First-month Brent prices hit the lowest levels since February last week, falling 13.7% and posting their biggest weekly drop since April 2020, while WTI lost 9.7%, worries regarding a recession hitting oil demand weighing on prices.

China, the world’s largest crude importer, imported 8.79 million barrels per day (bpd) of crude in July, down from a four-year low in June, but still 9.5% lower than a year earlier , according to customs data.

Chinese refiners reduced inventories amid high crude prices and low domestic margins, even as the country’s overall exports gained momentum.

US Oil could test support at $87.11

Reflecting lower gasoline demand in the United States, and as China’s zero-COVID strategy pushes the recovery further, ANZ has revised down its 2022 and 2023 oil demand forecast by 300,000 bpd and 500,000 bpd, respectively.

Oil demand for 2022 is now expected to rise by 1.8 million bpd year-on-year to 99.7 million bpd, just below pre-pandemic highs, the bank said.

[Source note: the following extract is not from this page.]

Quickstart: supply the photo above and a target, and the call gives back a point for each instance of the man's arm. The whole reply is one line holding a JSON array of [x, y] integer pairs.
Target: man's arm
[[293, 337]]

Russian exports of crude oil and petroleum products have continued to flow despite an impending embargo by the European Union which will come into effect on December 5.

In the United States, energy companies last week reduced the number of oil rigs the most since September.

It was the first drop in 10 weeks. The U.S. clean energy sector got a boost after the Senate on Sunday passed a $430 billion bill to tackle climate change, among other things.